這些話也許太原則性了,我們來舉幾個實際的例子:
台灣每年有數千名留學生出國,但回來的能有多少?這些人在台灣時,享受父母的呵護、師長的教導,享受極低廉的學費,不足之數都是納稅人替他們負擔的,他們不僅坐公共汽車上學只要二分之一的票價,連去會女友、郊遊、跳舞都用優待票呢!這也是納稅人的奉獻,所以他們欠國內父老很多的恩。
若干留學生不回國報恩倒也罷了,反而在美國大罵台灣,認為她一無是處,如果台灣有病,也並不是「生了梅毒的母親」,只是一個「生了梅毒的女人」,以她為恥。不僅此也,這些人還煽風點火,鼓吹台灣應「回歸」中國大陸,完全不在意一千九百萬同胞在共產制度下會過看怎樣的生活。而這些人還認為自己是「知識份子」呢!

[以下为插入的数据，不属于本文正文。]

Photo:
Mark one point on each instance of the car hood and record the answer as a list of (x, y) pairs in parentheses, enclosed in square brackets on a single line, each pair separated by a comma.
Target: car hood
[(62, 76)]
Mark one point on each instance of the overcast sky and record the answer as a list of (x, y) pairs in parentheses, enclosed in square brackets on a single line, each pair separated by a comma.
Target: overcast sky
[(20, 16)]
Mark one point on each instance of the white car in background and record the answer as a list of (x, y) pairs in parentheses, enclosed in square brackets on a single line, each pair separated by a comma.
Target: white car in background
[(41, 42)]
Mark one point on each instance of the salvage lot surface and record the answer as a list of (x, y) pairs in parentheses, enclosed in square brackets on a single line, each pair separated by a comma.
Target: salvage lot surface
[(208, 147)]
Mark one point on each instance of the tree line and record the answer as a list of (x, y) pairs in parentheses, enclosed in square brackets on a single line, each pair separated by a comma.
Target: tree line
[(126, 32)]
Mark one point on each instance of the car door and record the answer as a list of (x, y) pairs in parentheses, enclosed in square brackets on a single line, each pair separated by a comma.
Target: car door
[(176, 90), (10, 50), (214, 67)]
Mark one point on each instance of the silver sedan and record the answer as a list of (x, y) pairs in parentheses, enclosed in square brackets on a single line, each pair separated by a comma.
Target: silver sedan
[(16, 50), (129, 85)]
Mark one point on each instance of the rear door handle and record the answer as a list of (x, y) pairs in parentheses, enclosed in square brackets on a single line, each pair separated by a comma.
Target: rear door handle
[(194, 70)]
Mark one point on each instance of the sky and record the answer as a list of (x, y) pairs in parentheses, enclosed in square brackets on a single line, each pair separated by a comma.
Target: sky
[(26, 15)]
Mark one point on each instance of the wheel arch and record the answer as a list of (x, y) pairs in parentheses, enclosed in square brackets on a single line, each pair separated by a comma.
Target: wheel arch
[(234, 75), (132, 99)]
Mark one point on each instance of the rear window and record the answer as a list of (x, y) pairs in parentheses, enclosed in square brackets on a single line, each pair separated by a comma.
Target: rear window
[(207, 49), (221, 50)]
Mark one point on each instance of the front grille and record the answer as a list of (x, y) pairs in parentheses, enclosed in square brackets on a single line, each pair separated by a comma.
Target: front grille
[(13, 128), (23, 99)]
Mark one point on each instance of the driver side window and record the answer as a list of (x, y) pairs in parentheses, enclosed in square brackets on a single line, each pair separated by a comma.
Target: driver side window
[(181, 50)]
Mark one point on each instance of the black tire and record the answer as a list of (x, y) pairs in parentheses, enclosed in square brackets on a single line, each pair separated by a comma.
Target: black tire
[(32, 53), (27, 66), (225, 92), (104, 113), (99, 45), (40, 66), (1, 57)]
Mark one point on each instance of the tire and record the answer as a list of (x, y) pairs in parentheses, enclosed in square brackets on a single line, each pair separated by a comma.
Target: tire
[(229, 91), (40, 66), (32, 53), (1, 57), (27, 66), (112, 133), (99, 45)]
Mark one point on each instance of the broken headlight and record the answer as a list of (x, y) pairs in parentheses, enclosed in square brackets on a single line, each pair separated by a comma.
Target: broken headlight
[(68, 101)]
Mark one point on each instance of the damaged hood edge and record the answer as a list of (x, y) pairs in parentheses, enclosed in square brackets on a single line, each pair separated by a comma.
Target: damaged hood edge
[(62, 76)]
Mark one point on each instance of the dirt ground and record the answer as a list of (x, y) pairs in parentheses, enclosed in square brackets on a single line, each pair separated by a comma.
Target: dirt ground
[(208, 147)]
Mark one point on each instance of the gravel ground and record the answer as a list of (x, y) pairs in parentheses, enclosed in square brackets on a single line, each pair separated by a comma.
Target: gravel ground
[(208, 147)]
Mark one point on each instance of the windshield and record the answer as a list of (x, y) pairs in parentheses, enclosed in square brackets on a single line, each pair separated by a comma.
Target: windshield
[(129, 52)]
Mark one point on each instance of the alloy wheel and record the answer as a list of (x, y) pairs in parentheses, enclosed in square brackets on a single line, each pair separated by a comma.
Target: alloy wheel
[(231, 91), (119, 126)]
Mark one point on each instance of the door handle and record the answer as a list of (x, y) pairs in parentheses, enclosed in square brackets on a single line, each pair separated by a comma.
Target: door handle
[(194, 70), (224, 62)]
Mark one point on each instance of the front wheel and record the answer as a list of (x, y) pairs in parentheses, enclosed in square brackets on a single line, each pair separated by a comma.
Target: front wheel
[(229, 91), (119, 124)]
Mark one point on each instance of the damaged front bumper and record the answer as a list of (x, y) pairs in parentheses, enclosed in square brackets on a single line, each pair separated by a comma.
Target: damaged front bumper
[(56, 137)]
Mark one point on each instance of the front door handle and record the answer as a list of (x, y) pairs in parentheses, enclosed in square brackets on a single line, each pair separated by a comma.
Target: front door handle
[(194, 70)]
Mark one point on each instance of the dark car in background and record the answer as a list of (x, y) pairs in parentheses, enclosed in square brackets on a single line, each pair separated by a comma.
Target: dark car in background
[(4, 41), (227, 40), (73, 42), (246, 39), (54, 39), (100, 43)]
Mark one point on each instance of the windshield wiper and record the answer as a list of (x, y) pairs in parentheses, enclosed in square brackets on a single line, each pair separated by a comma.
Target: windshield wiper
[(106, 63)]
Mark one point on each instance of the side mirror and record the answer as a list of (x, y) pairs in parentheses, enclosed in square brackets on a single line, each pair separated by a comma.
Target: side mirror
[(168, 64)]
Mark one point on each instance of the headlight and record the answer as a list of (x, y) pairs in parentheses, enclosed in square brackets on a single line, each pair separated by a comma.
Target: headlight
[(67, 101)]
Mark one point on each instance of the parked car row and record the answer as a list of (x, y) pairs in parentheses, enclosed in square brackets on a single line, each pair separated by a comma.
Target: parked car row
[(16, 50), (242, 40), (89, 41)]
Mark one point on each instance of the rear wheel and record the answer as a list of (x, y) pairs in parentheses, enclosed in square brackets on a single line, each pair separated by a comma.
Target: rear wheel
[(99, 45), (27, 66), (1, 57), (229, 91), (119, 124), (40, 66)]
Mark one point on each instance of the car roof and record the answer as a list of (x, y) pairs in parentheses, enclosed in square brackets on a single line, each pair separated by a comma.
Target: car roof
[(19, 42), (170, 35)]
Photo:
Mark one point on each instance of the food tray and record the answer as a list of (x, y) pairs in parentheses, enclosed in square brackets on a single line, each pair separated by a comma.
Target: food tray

以台北市第十信用合作社為例。台灣「經濟奇蹟」,是朝野上下數十年耕耘的成果。在這樣的條件下,才能有蔡家的興起(蔡家本身的努力當然也應計算在內)。十信發跡之初,以「零存整付」號召,多少家庭主婦,多少小生意人,十元八元的存進來。多少退伍軍人,多少退休公務員,把畢生的積蓄托付給十信。但十信把別人的錢拿去揮霍,拿去謀不當之利,最後一倒了之,無視於眾多存戶之痛苦,以及對整個社會秩序之激盪和破壞。而蔡家其他人,也未見有人拿錢出來彌補,對公眾稍作回饋-雖然他們並無法律上的義務。
還有很多類似之個案,足以反映當前的社會風氣。譬如,一個學過醫的青年,為了一點錢財上的事,竟然殺了自己的岳父母,而且肢解得整整齊齊,裝在箱子裏,放在客廳裏,又能一面在客廳裏和姨妹從容談論二老到那裏去了,一面內心又萌殺機。這種心裏的狠毒和外表的粉飾實在叫人吃驚。不要說在中國的倫常上岳父母如同父母了,就是想想自己的太太是兩位老人家養育大的,有恩於她,也就是有恩於我,憑這一念,也下不了手啊:
看看這些事例,今天的台灣社會,恐怕需要一點「報恩主義」才行。
中國人本是一個講究報恩的民族,深入民間的鼓兒詞小說,以很多努力宣揚這一點。韓信潦倒時曾乞食於漂母,受恩之際,聲言「苟富貴,勿相忘」,為漂母所笑。但當他功成名就、顯赫一時的時侯,還真的躬親蒞臨河邊,找這位老太太呢!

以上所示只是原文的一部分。